Em declarações à imprensa, o responsável revelou que está a ser concebido um novo formato para que, nas próximas edições, possam participar grupos culturais de países como a República Democrática do Congo, Zâmbia, Zimbábue, Botsuana e Namíbia.
“O Ngeya foi criado para promover e divulgar a cultura da região, fomentar o intercâmbio cultural e estimular a troca de experiências. A nossa ambição é internacionalizar o festival para que outras culturas conheçam a nossa e, ao mesmo tempo, fortaleçamos os laços artísticos no continente”, sublinhou.

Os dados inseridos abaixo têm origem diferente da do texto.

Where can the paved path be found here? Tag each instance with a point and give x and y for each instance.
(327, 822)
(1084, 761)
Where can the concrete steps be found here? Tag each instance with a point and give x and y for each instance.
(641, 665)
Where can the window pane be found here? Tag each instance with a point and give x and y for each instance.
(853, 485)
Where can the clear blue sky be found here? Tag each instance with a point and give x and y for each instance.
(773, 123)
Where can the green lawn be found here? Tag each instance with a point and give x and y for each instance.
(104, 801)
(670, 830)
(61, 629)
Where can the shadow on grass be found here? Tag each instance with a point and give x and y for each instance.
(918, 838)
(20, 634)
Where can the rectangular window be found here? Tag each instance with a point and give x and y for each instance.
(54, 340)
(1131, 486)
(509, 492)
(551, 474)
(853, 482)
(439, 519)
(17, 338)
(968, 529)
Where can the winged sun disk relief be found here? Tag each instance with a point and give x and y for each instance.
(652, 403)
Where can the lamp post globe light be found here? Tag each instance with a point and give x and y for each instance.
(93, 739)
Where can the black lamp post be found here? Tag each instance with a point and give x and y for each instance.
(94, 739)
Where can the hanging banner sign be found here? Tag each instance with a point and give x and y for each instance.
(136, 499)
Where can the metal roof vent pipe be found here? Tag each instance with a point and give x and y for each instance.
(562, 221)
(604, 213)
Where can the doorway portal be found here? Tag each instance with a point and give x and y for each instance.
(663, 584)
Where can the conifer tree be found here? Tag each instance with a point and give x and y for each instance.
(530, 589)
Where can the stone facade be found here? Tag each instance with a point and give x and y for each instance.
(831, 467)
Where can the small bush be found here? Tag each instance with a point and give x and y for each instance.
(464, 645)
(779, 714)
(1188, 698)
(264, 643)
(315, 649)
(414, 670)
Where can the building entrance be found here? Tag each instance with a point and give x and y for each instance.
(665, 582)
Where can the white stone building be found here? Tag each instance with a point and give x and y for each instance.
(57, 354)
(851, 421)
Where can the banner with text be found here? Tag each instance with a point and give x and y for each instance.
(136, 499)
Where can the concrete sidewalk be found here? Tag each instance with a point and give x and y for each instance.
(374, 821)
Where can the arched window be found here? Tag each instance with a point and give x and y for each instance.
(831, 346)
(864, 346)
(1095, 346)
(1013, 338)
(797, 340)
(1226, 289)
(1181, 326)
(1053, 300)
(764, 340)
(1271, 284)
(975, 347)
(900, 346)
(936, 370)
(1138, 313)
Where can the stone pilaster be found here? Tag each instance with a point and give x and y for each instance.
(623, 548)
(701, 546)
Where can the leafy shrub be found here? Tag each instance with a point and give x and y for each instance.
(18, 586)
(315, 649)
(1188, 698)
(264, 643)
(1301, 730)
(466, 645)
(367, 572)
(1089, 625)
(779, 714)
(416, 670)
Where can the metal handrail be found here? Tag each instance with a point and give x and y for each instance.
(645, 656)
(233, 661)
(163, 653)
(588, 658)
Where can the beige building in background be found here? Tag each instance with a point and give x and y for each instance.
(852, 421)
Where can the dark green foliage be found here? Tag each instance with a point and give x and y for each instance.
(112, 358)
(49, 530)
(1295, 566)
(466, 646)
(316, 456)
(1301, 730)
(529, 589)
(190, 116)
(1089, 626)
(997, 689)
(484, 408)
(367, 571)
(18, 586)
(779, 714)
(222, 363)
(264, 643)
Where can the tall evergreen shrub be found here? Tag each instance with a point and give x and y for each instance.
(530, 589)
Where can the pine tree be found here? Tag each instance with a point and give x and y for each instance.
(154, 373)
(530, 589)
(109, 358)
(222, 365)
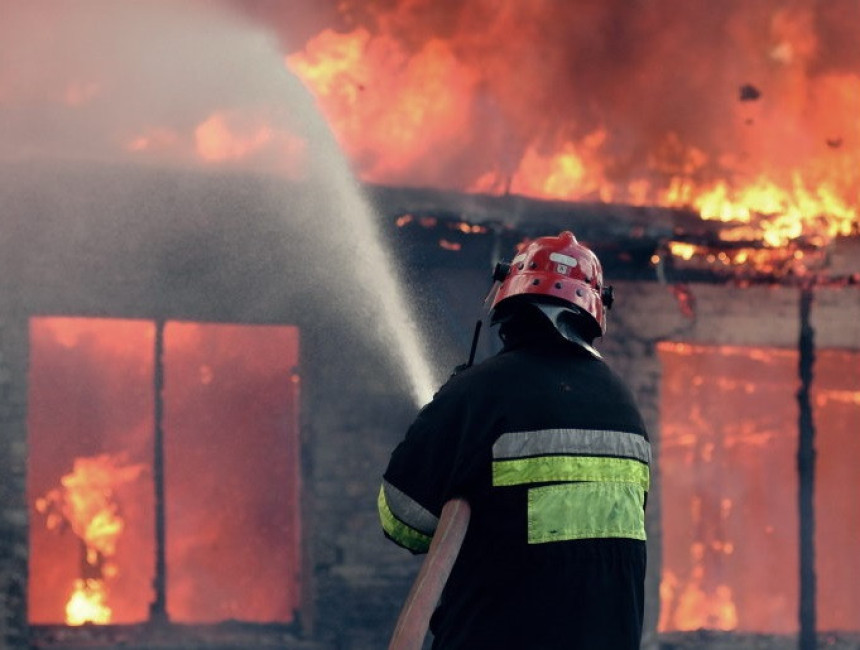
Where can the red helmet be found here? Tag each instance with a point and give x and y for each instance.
(558, 268)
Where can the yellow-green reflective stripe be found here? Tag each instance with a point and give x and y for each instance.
(585, 511)
(397, 530)
(546, 469)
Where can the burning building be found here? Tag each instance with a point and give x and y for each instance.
(211, 335)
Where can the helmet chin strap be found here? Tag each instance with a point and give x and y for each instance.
(561, 319)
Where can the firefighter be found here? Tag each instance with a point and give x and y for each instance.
(547, 449)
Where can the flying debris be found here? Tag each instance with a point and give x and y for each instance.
(749, 93)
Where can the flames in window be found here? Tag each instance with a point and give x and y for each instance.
(727, 462)
(231, 472)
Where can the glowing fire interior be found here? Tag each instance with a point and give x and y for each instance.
(729, 487)
(231, 484)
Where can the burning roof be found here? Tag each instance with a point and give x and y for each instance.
(744, 116)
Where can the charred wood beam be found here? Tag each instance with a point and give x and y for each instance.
(158, 607)
(806, 474)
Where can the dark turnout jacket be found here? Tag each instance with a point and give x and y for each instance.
(546, 444)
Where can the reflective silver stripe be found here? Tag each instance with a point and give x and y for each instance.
(525, 444)
(408, 510)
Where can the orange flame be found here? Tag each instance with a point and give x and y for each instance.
(778, 166)
(86, 502)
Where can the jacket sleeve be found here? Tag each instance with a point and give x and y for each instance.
(424, 472)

Gabriel Tchiema acrescentou que a internacionalização poderá, no futuro, atrair investigadores científicos e culturais, sobretudo africanos, interessados em realizar estudos mais profundos sobre a tradição Tchokwe, contribuindo para a sua eternização em livros, artigos e conteúdos audiovisuais.
A quarta edição do Festival Ngeya terá lugar de 22 a 23 deste mês, reunindo 13 grupos, sendo 11 de dança e dois instrumentais, representando três das quatro províncias do leste do país (Lunda-Norte, Lunda-Sul e Moxico).
O evento contará ainda com a participação especial do grupo Mayeye Itchiacu Tchacu, da província de Cabinda.
O primeiro dia será marcado por uma palestra sobre “Os desafios da juventude na preservação da cultura na era digital” e “Sona na sua comunicação sistemática e educativa”, conduzidas pelo bispo da Diocese do Dundo, Dom Estanislau Chindecasse, e pelo diretor local da Cultura, José Fernando.
Paralelamente, terá lugar uma feira gastronómica, uma exposição de obras de arte e um pré-festival com a atuação de músicos locais da Lunda-Norte. O segundo e último dia será dedicado ao desfile dos grupos participantes, a homenagens e a discursos institucionais.
Sem carácter competitivo, o Festival Ngeya procura valorizar os ritmos tradicionais e folclóricos do Leste angolano, promover o resgate cultural, incentivar o diálogo intercultural e fortalecer a construção de legados para a promoção da multiculturalidade da região.
A última edição, realizada em Junho de 2024, na cidade de Saurimo (província da Lunda-Sul) e patrocinada pela Sociedade Mineira de Catoca, contou com a participação de mais de 100 artistas do leste.